O próprio Anjo Loiro fez boas bilheterias nas cinco primeiras semanas em cartaz. Só não teve mais público porque a censura do regime militar interditou o filme, causando prejuízos financeiros e artísticos até hoje rememorados com forte rancor por Sternheim.

Por se situar fora do que mais mobilizava a produção brasileira do período, soa bastante curioso o autêntico choque cultural apresentado em Anjo Loiro. Logo nas primeiras cenas, vemos o professor Armando (Mário Benvenutti) em sua típica rotina: controlado, organizado, arejado. Em paralelo, há Laura (Vera Fischer), protótipo de menina má e sexualmente sádica, que brinca com as ilusões do namorado (Ewerton de Castro) e se insinua descaradamente a outros homens na frente dele. A certa altura do filme, quando Armando, já obcecado por Laura, flagrá-la nua (junto a outros atores) num ensaio teatral de Antígona, ele entrará em estado de torpor. “É mais corpo que outra coisa”, justificará a moça.
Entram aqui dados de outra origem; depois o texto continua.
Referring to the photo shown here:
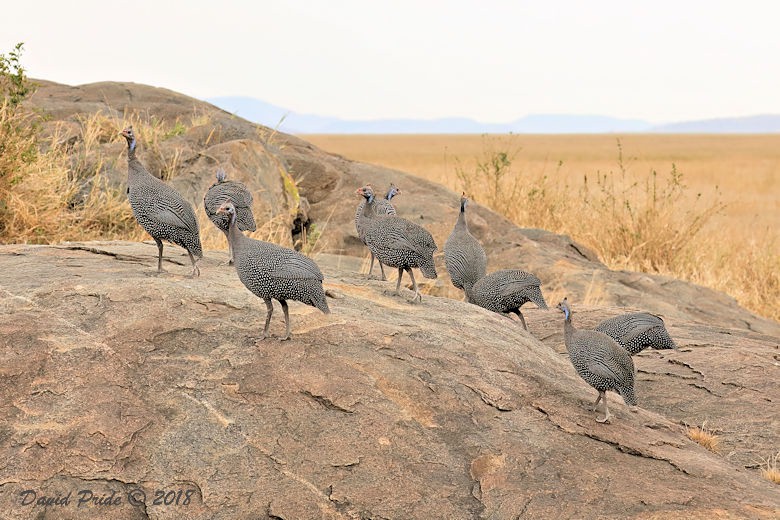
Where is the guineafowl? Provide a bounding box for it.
[121,126,203,276]
[595,312,677,356]
[203,168,257,265]
[357,186,437,301]
[355,183,401,281]
[217,202,330,341]
[464,269,547,330]
[558,298,636,423]
[444,193,487,302]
É um embate interno do filme com o lado de fora de sua existência. Enquanto o cinema brasileiro caminhava para ser como Laura, Sternheim estava muito mais interessado em ser Armando, o “quadradão”, esta palavra tão usada pela garota para qualificar o amante quarentão. Um filme como Anjo Loiro em 1973 no Brasil parece hoje tão anacrônico na medida em que também serve de prova física de que o cinema brasileiro sempre primou pela pluraridade (e não apenas na Retomada, como alguns exagerados ainda insistem em afirmar).
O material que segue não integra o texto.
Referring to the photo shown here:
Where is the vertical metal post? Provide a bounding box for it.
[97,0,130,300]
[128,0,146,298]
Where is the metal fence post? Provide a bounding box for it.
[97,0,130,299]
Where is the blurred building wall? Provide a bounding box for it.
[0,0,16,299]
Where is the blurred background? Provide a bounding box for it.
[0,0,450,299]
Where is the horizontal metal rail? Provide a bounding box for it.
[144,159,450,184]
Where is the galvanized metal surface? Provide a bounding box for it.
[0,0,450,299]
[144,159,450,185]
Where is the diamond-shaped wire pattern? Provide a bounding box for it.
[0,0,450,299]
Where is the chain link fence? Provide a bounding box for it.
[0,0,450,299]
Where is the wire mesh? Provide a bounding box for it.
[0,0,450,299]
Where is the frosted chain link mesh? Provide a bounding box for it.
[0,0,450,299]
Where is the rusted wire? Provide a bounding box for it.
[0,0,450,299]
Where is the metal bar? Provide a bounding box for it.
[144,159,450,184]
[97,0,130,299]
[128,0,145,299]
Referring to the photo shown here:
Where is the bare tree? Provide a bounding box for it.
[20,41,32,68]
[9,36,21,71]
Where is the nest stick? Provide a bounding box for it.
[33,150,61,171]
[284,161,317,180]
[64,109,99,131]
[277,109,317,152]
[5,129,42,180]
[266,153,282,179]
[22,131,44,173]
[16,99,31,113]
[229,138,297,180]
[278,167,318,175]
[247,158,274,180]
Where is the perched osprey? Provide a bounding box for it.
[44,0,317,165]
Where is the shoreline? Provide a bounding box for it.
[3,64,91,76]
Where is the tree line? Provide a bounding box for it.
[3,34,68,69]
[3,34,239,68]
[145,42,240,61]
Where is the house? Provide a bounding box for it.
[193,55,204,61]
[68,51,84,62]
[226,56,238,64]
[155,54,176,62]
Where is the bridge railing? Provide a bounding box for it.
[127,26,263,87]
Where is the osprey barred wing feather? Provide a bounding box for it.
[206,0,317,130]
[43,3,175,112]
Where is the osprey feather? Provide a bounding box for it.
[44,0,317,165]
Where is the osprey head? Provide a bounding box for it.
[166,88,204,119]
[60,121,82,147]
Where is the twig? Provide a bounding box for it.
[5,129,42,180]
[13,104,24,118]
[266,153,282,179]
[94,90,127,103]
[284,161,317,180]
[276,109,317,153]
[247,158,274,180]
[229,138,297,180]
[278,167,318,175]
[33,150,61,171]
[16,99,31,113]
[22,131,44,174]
A estrutura de Alfredo Sternheim para o filme é clara e concisa: trata-se de uma obra sobre um homem doente de tesão – “espero que você sare logo”, dispara a professora interpretada por Célia Helena. A base é o livro de Heinrich Mann Professor Unrath. Publicado em 1905, foi levado aos cinemas na Alemanha em 1930 por Joseph von Sternberg, num trabalho arrasador intitulado Anjo Azul, com Marlene Dietrich e Emil Jannings nos papéis principais. A versão tupiniquim se difere especialmente no tom. Se Sternberg adota elementos sombrios para narrar o ocaso do protagonista – incluindo um desfecho bastante pessimista –, Sternheim faz algo semelhante a uma comédia de costumes, sem deixar de lado o sentido trágico da história original.
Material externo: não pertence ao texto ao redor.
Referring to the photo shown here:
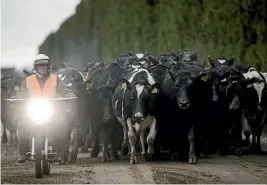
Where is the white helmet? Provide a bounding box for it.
[33,54,50,67]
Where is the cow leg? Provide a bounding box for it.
[147,118,157,158]
[255,125,262,154]
[242,114,253,145]
[188,127,197,164]
[67,126,80,163]
[6,129,14,146]
[91,135,99,158]
[127,118,138,164]
[102,128,110,162]
[110,129,119,160]
[121,121,128,156]
[249,132,256,153]
[139,130,147,161]
[13,122,19,146]
[1,119,8,144]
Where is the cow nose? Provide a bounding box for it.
[212,96,219,102]
[134,112,144,121]
[179,100,189,109]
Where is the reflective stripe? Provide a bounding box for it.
[51,75,56,97]
[27,76,33,96]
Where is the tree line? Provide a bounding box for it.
[39,0,267,71]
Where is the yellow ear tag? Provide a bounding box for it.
[201,76,208,81]
[121,82,127,89]
[221,78,226,82]
[152,87,158,94]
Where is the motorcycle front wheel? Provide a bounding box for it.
[35,135,43,178]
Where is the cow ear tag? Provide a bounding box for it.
[121,82,127,89]
[201,75,208,81]
[15,86,19,91]
[152,87,158,94]
[86,83,93,90]
[221,78,226,82]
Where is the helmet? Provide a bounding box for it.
[33,54,50,67]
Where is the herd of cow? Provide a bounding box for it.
[1,51,267,164]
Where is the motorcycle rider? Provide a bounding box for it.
[18,54,63,163]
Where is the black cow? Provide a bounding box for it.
[158,62,212,164]
[112,69,159,164]
[1,77,22,146]
[208,57,262,155]
[85,54,133,162]
[238,67,267,153]
[53,67,89,164]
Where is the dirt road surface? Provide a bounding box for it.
[1,146,267,184]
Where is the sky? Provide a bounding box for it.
[0,0,80,68]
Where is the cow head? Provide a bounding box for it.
[169,71,207,109]
[243,68,267,110]
[96,77,118,122]
[210,65,262,111]
[121,69,160,123]
[208,56,235,68]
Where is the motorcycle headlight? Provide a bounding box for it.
[27,100,54,124]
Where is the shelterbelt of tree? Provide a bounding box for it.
[39,0,267,71]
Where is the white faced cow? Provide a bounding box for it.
[112,69,159,164]
[243,68,267,153]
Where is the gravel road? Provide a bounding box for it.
[1,145,267,184]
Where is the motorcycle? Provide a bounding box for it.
[6,96,77,178]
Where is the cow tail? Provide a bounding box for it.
[2,123,7,144]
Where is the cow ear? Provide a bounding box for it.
[246,77,265,87]
[199,60,206,68]
[225,56,235,66]
[85,80,93,91]
[191,52,197,61]
[168,70,176,81]
[151,82,160,94]
[208,55,217,68]
[197,72,208,82]
[121,79,131,89]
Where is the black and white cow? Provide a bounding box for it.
[1,77,22,146]
[84,54,136,162]
[112,69,159,164]
[243,67,267,153]
[208,57,262,155]
[158,62,212,164]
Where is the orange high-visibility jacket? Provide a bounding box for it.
[26,74,57,98]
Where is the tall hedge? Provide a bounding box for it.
[39,0,267,70]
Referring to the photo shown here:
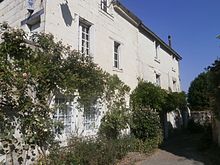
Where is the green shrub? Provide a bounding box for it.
[47,136,158,165]
[131,109,162,145]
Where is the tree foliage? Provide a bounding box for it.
[99,75,130,139]
[163,92,187,112]
[131,80,166,111]
[130,80,187,143]
[209,60,220,118]
[188,72,210,111]
[0,24,110,164]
Armando tem todas as características de uma figura perturbada. Discretamente (inclusive do público), ele manipula a situação para afastar Laura de um aluno e, depois, cortejá-la; ele recebe a moça em sua casa já como moradora; ele vende ações no banco a preços irrisórios no intuito de financiar a peça de teatro da amante sem sequer saber do que se trata, de fato; e assim por diante, Armando vai se envolvendo em diversas situações típicas da figura obcecada. Quando Laura se cansar dele, ou ele não servir mais a ela, o professor sofrerá a derrocada.

A escolha de Vera Fischer para o papel soa acertada desde a primeira aparição dela em cena (ou desde o cartaz, poderíamos dizer). Aos 22 anos, ainda no terceiro longa-metragem (antes fizera A Superfêmea e Sinal Vermelho – As Fêmeas) e tendo sido ovacionada no país como Miss Brasil, Vera estava no auge de uma fase que lhe coroaria a carreira. Até então, Laura era a personagem mais desafiadora à trajetória incipiente como a dela. O breve sucesso do filme e a presença marcante da atriz em cena – a ponto de ser possível confundir verdade e ficção, como se Laura fosse Vera, e vice-versa – certamente lhe catapultaram a outros papéis e, posteriormente, à televisão.

Ela encontrou o contraponto perfeito na encarnação de Mário Benvenutti como o professor, que se entrega total a um personagem difícil. A transformação física de Armando durante o filme – especialmente em relação às roupas que ele veste – é um dos principais elementos deflagradores de sua presença cênica.

Em Anjo Loiro, Alfredo Sternheim soube conjugar os elementos cinematográficos de forma harmônica e orgânica, entendendo que, para determinadas intenções, basta seguir à risca o que se sabe fazer melhor. No caso dele, apresentar cristalinamente o mergulho ensandecido de um professor nas tentações de uma aluna, ao mesmo tempo em que faz um comentário discretamente político sobre o cinema brasileiro da época. Não é pouco. E não é para muitos.

Marcelo Miranda é repórter em Belo Horizonte e crítico de cinema da revista eletrônica Filmes Polvo (www.filmespolvo.com.br).